Mr Berdouzi, un autre artisan coté coulisse de cette tricherie était
chargé de rédiger le Dahir. Il avait comme contrainte de trouver une
place à Ajbali, Eh oui plus haut son nom n’avait été accepté pour la
fonction de secrétaire général. Berdouzi trouve un tour de passe-passe
en ajoutant un article dans le Dahir qui autorise le président à
confier à un membre la direction du CCME, un article sur mesure pour un
homme au demeurant belliqueux, du coup jusqu’à présent la confusion est
maintenue sur qui fait quoi au CCME entre Boussouf le secrétaire
général et le directeur Ajbali. Yazami affirme que Boussouf ne s’engage
pas dans les affaires du CCME et qu’il ne s’occupe que des dossiers
d’un certain Belahrach, une autre figure fantomatique des coulisses
dont les interventions intempestives dans les affaires du CCME
intriguent !.
Certaines mauvaises langues diront que malgré le refus plus haut,
Yazami aura été jusqu’auboutiste en contournant les fonctions
officielles pour confier à son acolyte de toujours la direction du
CCME. Boussouf est-il une simple marionnette ? L’homme se plait-il dans
ce rôle de simple caution? N’est il pas missionné par certains
services ? Une chose est sure son silence perpétuel intrigue, à tel que
point que l’on se demande si les places n’ont pas été attribués après
une compétition acharnée entre divers services de l’état marocain !.

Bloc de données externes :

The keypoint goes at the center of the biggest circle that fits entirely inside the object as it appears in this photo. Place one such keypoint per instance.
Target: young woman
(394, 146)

Ici on est bien loin très loin d’un Maroc en transition démocratique !.
Ajbali fait la pluie et le beau temps au CCME, il a la mainmise sur
tout (Finances, ressources humaines, logistique, événementiels,
recrutement, partenariats…etc).
Concernant le personnel, Ajbali sévit comme un potentat, il renvoi
qui il veut et recrute qui il veut, il lui est arrivé de virer sur le
champ une jeune fille qui travaillait dans le cabinet du président, une
autre a préféré démissionner plutôt que de subir son harcèlement non
pas moral mais plus de mœurs.
Voila donc pourquoi nous mettons la focale sur Ajbali & Yazami.
Leurs manœuvres ne peuvent que faire chavirer le CCME vers les abimes !
L’arrogance de Yazami
Yazami quant à lui, n’étant qu’à temps partiel au CCME et courant
plusieurs lièvres en même temps (secrétaire général de la FIDH, délégué
général de Génériques), gère avec autoritarisme le CCME, son népotisme,
son arrogance vis-à-vis de la communauté (Bouarfa, déclarations aux USA
s’agissant des MRE qui veulent se présenter aux élections législatives)

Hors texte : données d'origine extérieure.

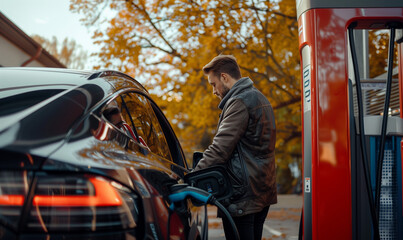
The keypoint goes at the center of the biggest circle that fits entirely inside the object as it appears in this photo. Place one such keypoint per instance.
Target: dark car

sont autant de marques indélébiles d’une très mauvaise gestion. Les
déclarations de Yazami sont nauséeuses : le mépris à l’égard des
membres, l’arrogance dans les déclarations, mésestime
Tout ceci n’est pas sans conséquences : Il arrive même à Yazami de
perdre le contrôle de la situation, c’est le cas aujourd’hui avec la
commission « Citoyenneté et participation politique » ou la commission
«Administration, droits des usagers et politiques» dont les travaux
sont bloqués par Yazami lui-même et ce depuis des mois. Les autres
commissions ne se sont réunies qu’une seule fois durant les deux
dernières années.
La conséquence inattendue de cette gestion pour le moins à
l’ancienne, est le développement spontané d’un phénomène de cour ; Eh
oui mine de rien, certains membres du CCME, qui, soit dit en passant,
ont été choisi pour leurs engagements et services rendus à la
communauté, en sont réduits à faire allégeance comme de vulgaires
vassaux au suzerain Yazami : Le président de la commission culturelle,
habite actuellement à Rabat et perçoit des indemnités. Mieux encore
yazami lui prépare un contrat à mi- temps (6 mois par an) avec le CCME.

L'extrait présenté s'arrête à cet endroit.